Carol Steen, co- founder of the American Synesthesia Association, says there could be more than 60 different types, though not all have been studied. Some rarer types are lexical-gustatory (hearing a word makes you taste something) and mirror-touch (feeling when someone else is touched). Perhaps the strangest is swimming-style, where colours appear whenever you see or think about a certain swim stroke. Interacting senses have been explored for more than 2,000 years by ancient Greek philosophers, American poets, and physicists such as Sir Isaac Newton.
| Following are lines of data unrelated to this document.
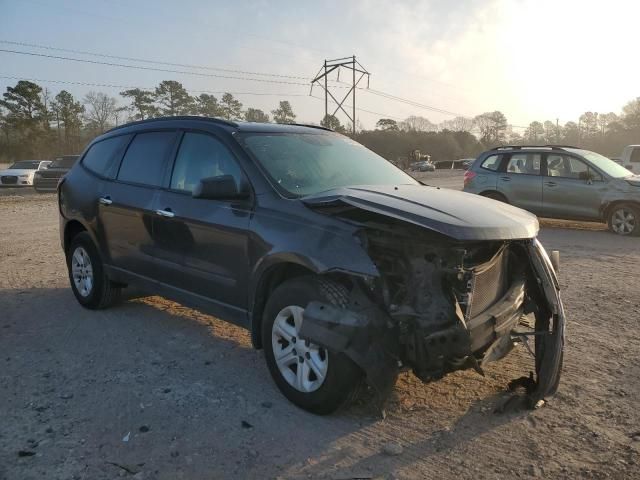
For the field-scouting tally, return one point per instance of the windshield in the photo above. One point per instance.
(605, 164)
(63, 162)
(25, 165)
(308, 163)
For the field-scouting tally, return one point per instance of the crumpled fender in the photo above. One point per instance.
(360, 333)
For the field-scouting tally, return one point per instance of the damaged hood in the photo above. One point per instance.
(459, 215)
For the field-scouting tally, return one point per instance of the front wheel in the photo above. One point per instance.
(310, 376)
(89, 282)
(624, 219)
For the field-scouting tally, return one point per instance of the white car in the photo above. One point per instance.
(21, 173)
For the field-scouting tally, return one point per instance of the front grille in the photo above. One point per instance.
(9, 180)
(488, 284)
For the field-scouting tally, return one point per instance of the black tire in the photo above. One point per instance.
(624, 208)
(495, 196)
(344, 380)
(103, 292)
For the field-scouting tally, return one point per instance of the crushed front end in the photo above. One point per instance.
(441, 305)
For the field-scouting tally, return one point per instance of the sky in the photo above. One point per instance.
(531, 59)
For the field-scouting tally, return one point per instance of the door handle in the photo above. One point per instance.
(166, 213)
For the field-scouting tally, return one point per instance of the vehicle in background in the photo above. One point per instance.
(559, 182)
(342, 266)
(422, 166)
(21, 173)
(630, 158)
(47, 180)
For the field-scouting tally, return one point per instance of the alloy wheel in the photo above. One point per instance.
(82, 271)
(301, 363)
(623, 221)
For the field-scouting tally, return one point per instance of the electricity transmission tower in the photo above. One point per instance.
(322, 77)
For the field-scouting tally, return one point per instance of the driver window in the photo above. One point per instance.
(201, 156)
(525, 163)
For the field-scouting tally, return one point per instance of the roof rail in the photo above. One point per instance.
(309, 125)
(520, 147)
(220, 121)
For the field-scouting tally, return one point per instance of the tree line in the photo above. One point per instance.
(36, 124)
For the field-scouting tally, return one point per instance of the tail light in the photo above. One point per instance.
(468, 176)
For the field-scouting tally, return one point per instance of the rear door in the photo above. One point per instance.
(202, 244)
(126, 204)
(571, 188)
(520, 180)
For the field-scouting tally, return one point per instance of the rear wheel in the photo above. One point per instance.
(90, 284)
(495, 196)
(624, 219)
(310, 376)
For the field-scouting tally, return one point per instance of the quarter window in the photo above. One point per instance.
(524, 163)
(145, 158)
(569, 167)
(201, 156)
(100, 155)
(492, 162)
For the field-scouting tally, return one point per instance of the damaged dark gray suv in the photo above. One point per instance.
(345, 269)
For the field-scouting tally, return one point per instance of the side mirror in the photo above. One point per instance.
(223, 187)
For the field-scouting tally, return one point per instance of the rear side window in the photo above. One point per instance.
(145, 158)
(492, 162)
(201, 156)
(99, 157)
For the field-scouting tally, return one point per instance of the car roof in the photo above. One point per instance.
(227, 124)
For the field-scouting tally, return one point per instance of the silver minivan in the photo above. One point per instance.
(559, 182)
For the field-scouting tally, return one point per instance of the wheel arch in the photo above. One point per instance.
(605, 211)
(281, 268)
(489, 192)
(71, 229)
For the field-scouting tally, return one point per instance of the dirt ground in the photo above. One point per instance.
(152, 390)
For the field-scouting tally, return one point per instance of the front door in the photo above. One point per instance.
(521, 183)
(571, 189)
(201, 245)
(126, 204)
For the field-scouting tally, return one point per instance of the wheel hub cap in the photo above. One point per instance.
(302, 364)
(624, 221)
(82, 271)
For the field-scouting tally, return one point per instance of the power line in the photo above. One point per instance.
(108, 85)
(155, 62)
(140, 67)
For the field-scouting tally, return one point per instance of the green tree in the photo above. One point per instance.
(208, 106)
(631, 114)
(100, 110)
(231, 109)
(387, 124)
(68, 113)
(492, 126)
(332, 122)
(256, 115)
(174, 99)
(24, 102)
(142, 105)
(284, 113)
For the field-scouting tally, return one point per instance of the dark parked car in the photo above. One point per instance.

Many scientists agree that synesthesia is genetic and present for the entirety of a synesthete’s life, but its cause is unknown. A major researcher of synesthesia, Simon Baron-Cohen, believes synapses in the brain form more connections, making it possible for independent sections of the brain (and the senses they are in charge of) to communicate. Meanwhile, psychologist Peter Grossenbacher believes information from the outside world is jumbled up as it enters the brain. This mix-up may misdirect sight-signals to the hearing section of the brain and so on.

Do you have Synesthesia?

There is no official way to determine if you have synesthesia, although tests like the Synesthesia Battery measure how often you connect different senses. A synesthete experiences consistent, unique brain activity and will, for example, forever see the letter B as the same shade of red, whereas a non-synesthete may associate the colour orange to the number seven, but only because of, say, a memory of an orange “7” on a poster, and this memory will fade over time.

Synesthetes can do some amazing things. Some can memorize large quantity of numbers using colour associations, while others can tell the difference between two almost-identical shades of the same colour. While synesthesia can be confusing, it is not considered a disorder. In fact, it can create a unique world in which innovative ideas flourish.